This weeks featured member is Victory Alpaca Ranch.
Yesterday I ventured down Hwy 434 to Victory Alpaca Ranch, on the outskirts of Mora. It’s a beautiful 40-minute drive through the canyon, and I tell you what, any time you need a “cute fix,” these adorable little animals fit the bill! It was definitely love at first sight with these gentle furry creatures. They stand about three feet high with long necks and large eyes.
I met with Darcy Weisner and her fiancée Brian McGill and their ranch-hand Uncle Ray Pecheco. They now run the family business started by Darcy’s parents, Ken and Carol Weisner 22 years ago. The Weisners realized shortly after their purchase of the 1,000-acre ranch, that it wasn’t big enough to raise cattle. Upon the advise from a friend, they decided to raise alpacas. Starting with 10 of these small fleeced animals, the Victory Ranch herd has grown to approximately 300. Alpacas were first bred in the Andes of South America, (specifically for their fiber), so they do very well in the high altitude and climate of the Sangre de Cristo Mountains. Their fiber is woven into a variety of items, including sweaters, shawls, and socks – even blankets and ponchos. Victory Ranch is now the largest alpaca yarn retailer in the United States. Darcy told me that alpaca fiber does not contain lanolin like sheep wool, so it never has to be chemically treated. It is as natural as it gets. Most people who are allergic to wool do not experience those symptoms with alpaca garments. Plus it is softer, lighter, and warmer than wool.
Darcy spoke about the animals as if they were dear family members. Each alpaca on her ranch gets a name as soon as it is born. She keeps a watchful eye on each one of them. She handles the breeding, gives their shots, and does 90% of the veterinary services herself, having studied homeopathic and allopathic medicines. Her goal is healthy animals with high-quality fiber. When their fiber is spun and sold, each skein is labeled with the name and photo of the alpaca it came from, adding a personal touch. And although the Ranch is not certified organic, Darcy and Brian run the entire operation on organically-sustainable principals. When she shared that with me, it made me even happier! They grow their own chemical- free hay, they compost waste from the animals and the kitchens, and they catch rainwater to re-water their fields when possible. This summer they will have eggs to sell from their organically-raised chickens!
They sell alpacas with expert follow-up support, and they board with 0% financing. Another fun thing to know is most of the employees at Victory Ranch are large Great Pyrenees dogs.

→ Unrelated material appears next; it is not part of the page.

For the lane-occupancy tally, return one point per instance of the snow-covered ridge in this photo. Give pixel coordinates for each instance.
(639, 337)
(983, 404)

The dogs also are family members who protect the alpacas from predatory wildlife as they freely roam the acreage of the ranch. Brian told me that after 18 years of being Darcy’s best friend, he finally won her heart, but he has yet to be named Employee of the Month! That honor always goes to Phoenix, one of the Great Pyrenees.
Victory Ranch is open March 15 through December 31, 10am to 4pm. Alpaca feedings are at 11 am, 1 pm, and 3 pm. You take a tour complete with Alpaca 101, be invited into the field to hand feed the alpacas, and shop in their 3,000 sq. ft. clothing and gift shop. Forty local artisans are represented in the gift shop. Starting this summer there will be a “Bring Your Own Knitting Workshop” every Thursday from 4 pm to 5 pm, where you can sit with a master knitter from Chili and learn about the craft. Plus going on now is the spring sale where you can buy one sweater and then get one at half price. The local secret is to come during the months of June and October when the babies, known as crias, are born. You may even be around to help name one. Last year 63 crias were born. Mid June is sheering time at the ranch. For one week all the alpacas get brushed, cleaned, and sheered. So you have no reason to not make a trip to Victory Ranch!